2007.07.29 Neuss : Falsche Reifenwahl wirft Müller weit zurück

BMW-Werksfahrer Jörg Müller hat beim 13. und 14. Lauf zur Tourenwagen-WM keine Punkte geholt. Der Vize-Weltmeister hatte in beiden Rennen Pech mit der Reifenwahl. Dafür konnte Chevrolet einen Doppelsieg feiern.

pk
Jörg Müller auf nassem Untergrund

Schwarzes Wochenende für Jörg Müller. Trotz einer Nullrunde bei den Saisonläufen 13 und 14 zur Tourenwagen-WM im schwedischen Anderstorp konnte der BMW-Werksfahrer seine Tabellenführung aber verteidigen. Der 37 Jahre alte Vize-Weltmeister aus Hückelhoven hatte in beiden Läufen großes Pech mit einer falschen Reifenwahl.

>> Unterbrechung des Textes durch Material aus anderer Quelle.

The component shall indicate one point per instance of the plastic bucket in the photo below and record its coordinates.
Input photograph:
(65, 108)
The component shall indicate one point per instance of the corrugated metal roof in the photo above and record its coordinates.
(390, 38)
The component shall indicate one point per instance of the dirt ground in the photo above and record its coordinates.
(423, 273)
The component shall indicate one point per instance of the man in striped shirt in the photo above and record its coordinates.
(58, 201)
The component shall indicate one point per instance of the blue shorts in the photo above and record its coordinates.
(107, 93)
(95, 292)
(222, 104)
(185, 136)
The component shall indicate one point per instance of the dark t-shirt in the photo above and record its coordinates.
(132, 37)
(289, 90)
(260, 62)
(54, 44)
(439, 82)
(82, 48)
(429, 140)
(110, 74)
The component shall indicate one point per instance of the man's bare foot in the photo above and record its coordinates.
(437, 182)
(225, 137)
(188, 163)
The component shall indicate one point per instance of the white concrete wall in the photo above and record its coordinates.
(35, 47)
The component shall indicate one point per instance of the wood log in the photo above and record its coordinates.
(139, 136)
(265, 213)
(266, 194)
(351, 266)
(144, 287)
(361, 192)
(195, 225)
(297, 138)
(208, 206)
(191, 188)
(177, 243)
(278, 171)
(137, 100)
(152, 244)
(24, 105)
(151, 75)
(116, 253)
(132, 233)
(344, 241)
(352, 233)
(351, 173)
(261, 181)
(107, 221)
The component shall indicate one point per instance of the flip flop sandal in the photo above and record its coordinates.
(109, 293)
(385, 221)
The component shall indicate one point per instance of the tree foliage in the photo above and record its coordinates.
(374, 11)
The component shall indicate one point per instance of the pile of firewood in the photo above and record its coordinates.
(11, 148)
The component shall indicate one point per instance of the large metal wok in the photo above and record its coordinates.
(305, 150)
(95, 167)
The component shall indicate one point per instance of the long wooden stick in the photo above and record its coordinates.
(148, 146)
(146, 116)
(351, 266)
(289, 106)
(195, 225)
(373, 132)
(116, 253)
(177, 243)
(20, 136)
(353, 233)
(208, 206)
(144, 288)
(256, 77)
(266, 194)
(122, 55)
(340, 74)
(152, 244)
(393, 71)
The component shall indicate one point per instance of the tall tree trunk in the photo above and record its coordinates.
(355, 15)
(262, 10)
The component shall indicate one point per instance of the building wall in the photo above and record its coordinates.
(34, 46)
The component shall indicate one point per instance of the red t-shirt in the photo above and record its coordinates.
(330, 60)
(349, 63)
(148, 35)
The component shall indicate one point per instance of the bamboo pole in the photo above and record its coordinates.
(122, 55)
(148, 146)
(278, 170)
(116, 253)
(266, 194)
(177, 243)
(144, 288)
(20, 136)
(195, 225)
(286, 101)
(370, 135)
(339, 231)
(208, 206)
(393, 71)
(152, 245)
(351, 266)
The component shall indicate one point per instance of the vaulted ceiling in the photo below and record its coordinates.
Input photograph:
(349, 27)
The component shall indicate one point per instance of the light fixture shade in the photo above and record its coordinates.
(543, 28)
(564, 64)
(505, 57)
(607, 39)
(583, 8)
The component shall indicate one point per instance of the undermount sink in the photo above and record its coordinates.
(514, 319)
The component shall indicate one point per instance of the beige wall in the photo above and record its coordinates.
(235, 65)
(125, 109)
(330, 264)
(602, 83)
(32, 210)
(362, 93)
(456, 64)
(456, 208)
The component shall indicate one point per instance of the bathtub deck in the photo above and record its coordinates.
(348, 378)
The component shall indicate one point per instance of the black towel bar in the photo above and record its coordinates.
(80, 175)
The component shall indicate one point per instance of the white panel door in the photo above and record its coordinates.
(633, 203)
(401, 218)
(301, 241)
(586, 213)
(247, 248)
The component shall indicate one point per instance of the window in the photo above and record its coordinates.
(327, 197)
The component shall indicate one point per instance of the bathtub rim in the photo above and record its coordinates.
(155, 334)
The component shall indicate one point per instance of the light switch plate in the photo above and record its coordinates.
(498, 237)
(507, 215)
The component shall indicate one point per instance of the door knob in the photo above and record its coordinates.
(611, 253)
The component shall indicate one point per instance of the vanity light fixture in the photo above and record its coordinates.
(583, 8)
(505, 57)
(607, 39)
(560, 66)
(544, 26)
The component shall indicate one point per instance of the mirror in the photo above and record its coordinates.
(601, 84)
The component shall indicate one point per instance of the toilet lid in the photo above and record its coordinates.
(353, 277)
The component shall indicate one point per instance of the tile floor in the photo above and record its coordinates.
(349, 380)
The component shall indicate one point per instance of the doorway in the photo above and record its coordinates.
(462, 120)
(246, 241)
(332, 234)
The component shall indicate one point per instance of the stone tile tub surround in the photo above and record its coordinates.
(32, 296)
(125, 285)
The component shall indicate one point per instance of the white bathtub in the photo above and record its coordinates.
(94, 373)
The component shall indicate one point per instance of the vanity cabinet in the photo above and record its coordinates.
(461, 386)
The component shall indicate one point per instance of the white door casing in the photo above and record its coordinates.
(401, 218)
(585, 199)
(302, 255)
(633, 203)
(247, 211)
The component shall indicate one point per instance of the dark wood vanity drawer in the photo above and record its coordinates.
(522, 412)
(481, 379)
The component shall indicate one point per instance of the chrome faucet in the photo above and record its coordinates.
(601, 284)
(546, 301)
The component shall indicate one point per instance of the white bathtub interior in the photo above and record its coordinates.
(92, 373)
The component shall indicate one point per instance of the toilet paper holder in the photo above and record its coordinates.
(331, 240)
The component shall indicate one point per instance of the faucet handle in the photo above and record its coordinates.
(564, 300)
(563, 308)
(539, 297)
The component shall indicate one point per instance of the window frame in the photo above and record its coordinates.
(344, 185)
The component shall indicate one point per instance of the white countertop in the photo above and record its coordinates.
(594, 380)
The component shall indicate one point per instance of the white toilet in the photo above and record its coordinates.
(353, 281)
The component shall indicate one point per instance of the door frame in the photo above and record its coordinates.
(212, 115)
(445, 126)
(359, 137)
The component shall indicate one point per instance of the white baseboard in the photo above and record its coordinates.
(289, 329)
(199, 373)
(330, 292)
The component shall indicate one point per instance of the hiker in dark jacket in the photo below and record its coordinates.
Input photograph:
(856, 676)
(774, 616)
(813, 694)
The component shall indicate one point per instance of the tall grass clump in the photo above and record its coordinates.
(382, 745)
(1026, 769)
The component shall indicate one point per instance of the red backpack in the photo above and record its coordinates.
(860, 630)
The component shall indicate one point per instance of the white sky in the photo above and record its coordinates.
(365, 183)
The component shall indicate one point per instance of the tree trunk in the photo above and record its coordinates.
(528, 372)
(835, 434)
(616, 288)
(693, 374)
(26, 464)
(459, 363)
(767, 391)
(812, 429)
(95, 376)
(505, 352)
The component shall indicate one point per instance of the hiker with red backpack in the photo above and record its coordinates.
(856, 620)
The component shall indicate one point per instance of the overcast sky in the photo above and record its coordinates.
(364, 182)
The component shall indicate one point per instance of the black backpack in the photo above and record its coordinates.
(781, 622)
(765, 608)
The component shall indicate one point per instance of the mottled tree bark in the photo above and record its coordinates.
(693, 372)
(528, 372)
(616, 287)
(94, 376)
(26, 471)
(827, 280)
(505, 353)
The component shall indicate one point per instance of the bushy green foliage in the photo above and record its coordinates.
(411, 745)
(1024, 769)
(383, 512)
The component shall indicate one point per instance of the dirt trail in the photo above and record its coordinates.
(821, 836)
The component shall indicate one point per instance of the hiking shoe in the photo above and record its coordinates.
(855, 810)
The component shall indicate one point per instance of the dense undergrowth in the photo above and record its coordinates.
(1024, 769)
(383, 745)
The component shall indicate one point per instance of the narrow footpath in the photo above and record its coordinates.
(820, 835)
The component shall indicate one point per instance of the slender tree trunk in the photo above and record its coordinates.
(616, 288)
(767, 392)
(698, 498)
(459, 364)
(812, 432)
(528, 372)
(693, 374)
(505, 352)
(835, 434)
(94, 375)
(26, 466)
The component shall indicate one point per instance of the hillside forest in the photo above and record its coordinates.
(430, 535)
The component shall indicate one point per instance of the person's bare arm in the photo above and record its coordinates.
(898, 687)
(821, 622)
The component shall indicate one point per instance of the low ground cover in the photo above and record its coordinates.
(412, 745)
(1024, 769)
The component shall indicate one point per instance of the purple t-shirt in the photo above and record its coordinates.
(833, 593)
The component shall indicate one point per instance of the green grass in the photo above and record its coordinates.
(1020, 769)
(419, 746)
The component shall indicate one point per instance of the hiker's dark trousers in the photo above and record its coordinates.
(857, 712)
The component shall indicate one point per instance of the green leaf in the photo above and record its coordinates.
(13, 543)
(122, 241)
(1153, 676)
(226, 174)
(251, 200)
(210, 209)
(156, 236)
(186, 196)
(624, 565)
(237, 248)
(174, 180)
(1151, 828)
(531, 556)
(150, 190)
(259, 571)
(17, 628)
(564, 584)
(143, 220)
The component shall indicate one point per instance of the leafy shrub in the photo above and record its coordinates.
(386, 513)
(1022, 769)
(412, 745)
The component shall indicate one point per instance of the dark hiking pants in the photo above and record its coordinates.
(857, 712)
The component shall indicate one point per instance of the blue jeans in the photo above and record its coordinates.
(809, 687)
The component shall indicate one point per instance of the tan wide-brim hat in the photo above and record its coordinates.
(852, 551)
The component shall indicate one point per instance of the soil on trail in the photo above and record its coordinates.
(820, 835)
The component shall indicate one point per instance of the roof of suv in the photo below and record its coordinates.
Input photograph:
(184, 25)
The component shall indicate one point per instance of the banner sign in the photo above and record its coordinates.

"Das Wetter hat völlig verrückt gespielt. Für uns war das ein reines Lotteriespiel, das auch zu meinen Gunsten hätte ausgehen können", sagte Müller, der nach einem 15. Platz im ersten Rennen anschließend als Neunter im Schnitzer-BMW 320si die Punkteränge knapp verpasste.

Trotzdem konnte der Rheinländer die Tabellenführung verteidigen, hat aber statt zwei jetzt nur noch einen Punkt Vorsprung (58:57) gegenüber seinem Teamkollegen Augusto Farfus, der sich als Achter im zweiten Rennen noch einen Zähler sicherte. Zuvor war der Brasilianer 16. geworden. Ebenso wie Müller blieb sein Markenkollege, der britische Weltmeister Andy Priaulx mit den Plätzen 11 und 13 punktlos.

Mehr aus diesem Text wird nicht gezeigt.